The report measures governance in 212 countries and territories throughout the world using a comprehensive set of indicators developed over the past decade. The report measures six components of good governance. These include:

l Voice and accountability - measuring the extent to which a country's citizens are able to take part in selecting their government as well as freedom of expression;

l Political stability and absence of violence - measuring perceptions of the likelihood that the government will be destabilised or overthrown by unconstitutional means, including violence and terrorism;

l Government effectiveness - measuring the quality of public services and the degree of its political independence from political pressures, the quality of policy formulation and implementation and the government's credibility as well as commitment to such policies;

l Regulatory quality - measuring the ability of the government to formulate and implement sound policies and regulations that permit and promote private sector development;

l Rule of law - measuring the extent to which agents have confidence and abide by the rules of society, and in particular the quality of contract enforcement, the police, courts, and the likelihood of crime and violence.

l Control of corruption - measuring the extent to which public power is exercised for private gain, including petty forms of corruption, and "capture" of the state by elites and private interests.

Kenya, Niger and Sierra Leone have been identified as countries that have improved their voice and accountability component, which measures citizen participation in government and press freedom.

Algeria and Liberia have strengthened the rule of law, according to the report.

The report also finds that Algeria, Angola, Libya, Rwanda and Sierra Leone are more politically stable. Tanzania was one of only two countries worldwide where progress in combating corruption was judged to be significant.

But the report finds that many African countries still face serious governance challenges.

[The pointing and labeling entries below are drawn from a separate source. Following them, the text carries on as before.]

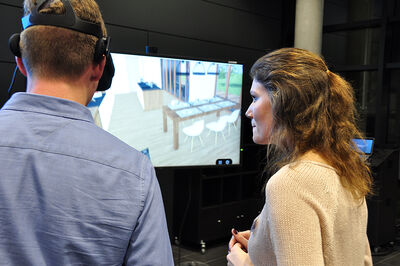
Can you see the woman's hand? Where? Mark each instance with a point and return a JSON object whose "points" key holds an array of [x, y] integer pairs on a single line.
{"points": [[239, 237], [237, 257]]}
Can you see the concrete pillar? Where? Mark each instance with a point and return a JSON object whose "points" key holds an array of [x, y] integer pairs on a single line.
{"points": [[308, 25]]}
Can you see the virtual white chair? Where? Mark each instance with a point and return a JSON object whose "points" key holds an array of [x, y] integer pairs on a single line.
{"points": [[193, 131], [218, 127], [231, 119]]}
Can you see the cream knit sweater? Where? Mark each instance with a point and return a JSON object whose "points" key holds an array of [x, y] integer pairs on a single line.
{"points": [[309, 219]]}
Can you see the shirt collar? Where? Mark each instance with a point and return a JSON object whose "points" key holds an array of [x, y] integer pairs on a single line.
{"points": [[44, 104]]}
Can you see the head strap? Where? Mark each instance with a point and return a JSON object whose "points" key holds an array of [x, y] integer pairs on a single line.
{"points": [[68, 20]]}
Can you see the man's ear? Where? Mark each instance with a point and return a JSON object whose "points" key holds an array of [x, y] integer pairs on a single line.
{"points": [[21, 65], [98, 68]]}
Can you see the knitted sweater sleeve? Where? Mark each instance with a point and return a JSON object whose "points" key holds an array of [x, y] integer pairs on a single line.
{"points": [[294, 221]]}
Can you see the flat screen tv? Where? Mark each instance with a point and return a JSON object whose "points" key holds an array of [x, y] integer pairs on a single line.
{"points": [[179, 112], [365, 146]]}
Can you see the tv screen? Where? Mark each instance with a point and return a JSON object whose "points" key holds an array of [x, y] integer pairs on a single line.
{"points": [[179, 112], [365, 145]]}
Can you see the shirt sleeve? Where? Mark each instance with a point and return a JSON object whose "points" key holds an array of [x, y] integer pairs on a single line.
{"points": [[367, 257], [294, 225], [150, 243]]}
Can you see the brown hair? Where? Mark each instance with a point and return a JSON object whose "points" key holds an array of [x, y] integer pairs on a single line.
{"points": [[313, 109], [54, 52]]}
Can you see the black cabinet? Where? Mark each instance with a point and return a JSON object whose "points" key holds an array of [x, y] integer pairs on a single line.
{"points": [[210, 202]]}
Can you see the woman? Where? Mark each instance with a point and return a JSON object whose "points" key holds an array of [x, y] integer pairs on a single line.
{"points": [[315, 211]]}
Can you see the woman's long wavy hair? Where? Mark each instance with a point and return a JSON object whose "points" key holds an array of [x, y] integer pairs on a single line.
{"points": [[313, 110]]}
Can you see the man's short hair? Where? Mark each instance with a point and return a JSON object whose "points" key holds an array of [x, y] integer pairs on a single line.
{"points": [[58, 53]]}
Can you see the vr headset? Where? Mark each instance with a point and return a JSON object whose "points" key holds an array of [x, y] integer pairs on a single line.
{"points": [[71, 21]]}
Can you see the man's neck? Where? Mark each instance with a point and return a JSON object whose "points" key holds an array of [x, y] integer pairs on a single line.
{"points": [[72, 91]]}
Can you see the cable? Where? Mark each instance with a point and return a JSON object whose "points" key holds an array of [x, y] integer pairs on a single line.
{"points": [[12, 82], [184, 219]]}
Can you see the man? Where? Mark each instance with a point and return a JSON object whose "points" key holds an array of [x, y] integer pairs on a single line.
{"points": [[70, 193]]}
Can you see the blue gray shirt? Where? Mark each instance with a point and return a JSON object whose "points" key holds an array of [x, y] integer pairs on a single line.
{"points": [[71, 193]]}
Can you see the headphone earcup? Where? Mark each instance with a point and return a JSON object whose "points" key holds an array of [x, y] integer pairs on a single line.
{"points": [[13, 43], [108, 74], [99, 50]]}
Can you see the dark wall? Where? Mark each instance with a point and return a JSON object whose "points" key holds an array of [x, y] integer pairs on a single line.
{"points": [[240, 30], [227, 30]]}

Not surprisingly, Zimbabwe is identified as one of the countries where the quality of governance has deteriorated.

President Robert Mugabe's response to the current political and economic crises in his country has transgressed most of the dimensions of governance articulated in the report.

For example, the passing of the Access to Information and Protection of Privacy Act (Aippa) and the Public Order and Security Act (Posa) have ensured that there's hardly any free media and hardly any freedom of expression or association to talk about.

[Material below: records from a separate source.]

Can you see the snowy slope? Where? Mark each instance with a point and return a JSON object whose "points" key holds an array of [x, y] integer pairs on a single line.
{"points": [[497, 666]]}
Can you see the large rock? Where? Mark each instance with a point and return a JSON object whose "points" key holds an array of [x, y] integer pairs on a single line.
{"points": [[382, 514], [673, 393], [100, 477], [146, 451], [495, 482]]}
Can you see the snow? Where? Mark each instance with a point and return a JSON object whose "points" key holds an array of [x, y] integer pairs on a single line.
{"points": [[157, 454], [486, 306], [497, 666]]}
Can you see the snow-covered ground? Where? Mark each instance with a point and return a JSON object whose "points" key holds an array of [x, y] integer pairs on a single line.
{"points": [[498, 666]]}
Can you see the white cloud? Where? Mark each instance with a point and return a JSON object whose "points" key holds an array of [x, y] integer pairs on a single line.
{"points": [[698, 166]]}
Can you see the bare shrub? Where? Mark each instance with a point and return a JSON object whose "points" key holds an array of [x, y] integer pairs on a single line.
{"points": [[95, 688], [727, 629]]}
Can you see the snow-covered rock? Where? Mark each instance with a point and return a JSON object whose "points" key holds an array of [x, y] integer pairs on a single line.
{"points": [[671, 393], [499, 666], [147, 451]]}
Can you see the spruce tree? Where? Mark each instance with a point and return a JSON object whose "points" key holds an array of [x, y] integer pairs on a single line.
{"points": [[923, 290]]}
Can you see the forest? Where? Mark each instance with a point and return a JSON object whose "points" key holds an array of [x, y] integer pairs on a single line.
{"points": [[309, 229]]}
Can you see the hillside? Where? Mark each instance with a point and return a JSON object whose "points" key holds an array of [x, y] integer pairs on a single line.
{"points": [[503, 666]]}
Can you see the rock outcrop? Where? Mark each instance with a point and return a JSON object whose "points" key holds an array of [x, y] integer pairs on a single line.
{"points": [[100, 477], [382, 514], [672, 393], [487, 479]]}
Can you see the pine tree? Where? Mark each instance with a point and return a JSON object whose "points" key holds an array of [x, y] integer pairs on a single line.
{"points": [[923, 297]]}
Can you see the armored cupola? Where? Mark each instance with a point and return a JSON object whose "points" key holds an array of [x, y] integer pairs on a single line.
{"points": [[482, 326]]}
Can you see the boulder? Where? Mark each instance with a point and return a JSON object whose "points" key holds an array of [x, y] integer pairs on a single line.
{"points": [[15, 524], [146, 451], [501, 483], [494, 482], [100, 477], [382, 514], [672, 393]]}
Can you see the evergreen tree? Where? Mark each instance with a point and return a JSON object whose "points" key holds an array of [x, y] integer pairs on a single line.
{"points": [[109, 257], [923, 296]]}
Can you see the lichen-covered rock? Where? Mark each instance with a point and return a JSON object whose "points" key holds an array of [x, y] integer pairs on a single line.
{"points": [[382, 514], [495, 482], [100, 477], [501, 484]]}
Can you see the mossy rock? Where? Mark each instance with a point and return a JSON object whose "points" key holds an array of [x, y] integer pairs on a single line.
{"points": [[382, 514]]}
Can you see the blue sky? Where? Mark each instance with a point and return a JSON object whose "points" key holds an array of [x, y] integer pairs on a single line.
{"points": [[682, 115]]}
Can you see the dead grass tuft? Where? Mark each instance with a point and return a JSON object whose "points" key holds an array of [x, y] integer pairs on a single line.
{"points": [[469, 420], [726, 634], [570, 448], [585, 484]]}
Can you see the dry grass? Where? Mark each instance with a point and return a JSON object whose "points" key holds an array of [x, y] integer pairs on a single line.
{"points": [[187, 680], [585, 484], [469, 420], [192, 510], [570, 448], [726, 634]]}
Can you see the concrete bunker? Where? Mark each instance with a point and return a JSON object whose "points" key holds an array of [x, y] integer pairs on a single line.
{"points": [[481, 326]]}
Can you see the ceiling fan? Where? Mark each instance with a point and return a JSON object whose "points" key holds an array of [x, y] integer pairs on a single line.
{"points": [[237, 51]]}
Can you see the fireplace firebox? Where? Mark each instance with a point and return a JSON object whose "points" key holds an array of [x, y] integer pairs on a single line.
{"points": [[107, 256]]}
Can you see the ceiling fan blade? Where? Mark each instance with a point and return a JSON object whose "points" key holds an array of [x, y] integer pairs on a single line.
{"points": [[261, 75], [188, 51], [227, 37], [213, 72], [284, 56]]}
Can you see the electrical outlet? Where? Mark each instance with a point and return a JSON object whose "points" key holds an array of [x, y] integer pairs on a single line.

The Zimbabwean government has used Aippa to close down all independent newspapers in the country. It also uses Posa to suppress any form of public activity by the opposition.

The violent attacks on the Movement for Democratic Change members and supporters by security police show how Posa has been used to stifle freedom of expression and association.

One cannot talk of the rule of law in a country where the president can appoint hoodlums to impose economically unviable measures and use brute force to do so, as Mugabe has done in imposing the 50percent reduction in prices.

Also, a country where the police have become a law unto themselves when dealing with the ruling party's political opponents, cannot claim to uphold the rule of law.

The recent move by the Zimbabwean government to impose drastic price reductions and the threat to nationalise businesses that question these drastic measures is an indication of that government's inability to "formulate and implement sound policies and regulations that permit and promote private sector development".

It is common knowledge that members of the ruling Zanu-PF party use their political connections for their private interests.

There have been many reports of how senior party officials hoard petrol on their farms only to sell on the black market at much higher prices.

The recent arrest of a Zanu-PF senator, accused of hoarding goods to avoid the price reduction, is a case in point.

That he was arrested is hardly an example of how the government fights corruption but a response to an act of defiance against a government that has lost control.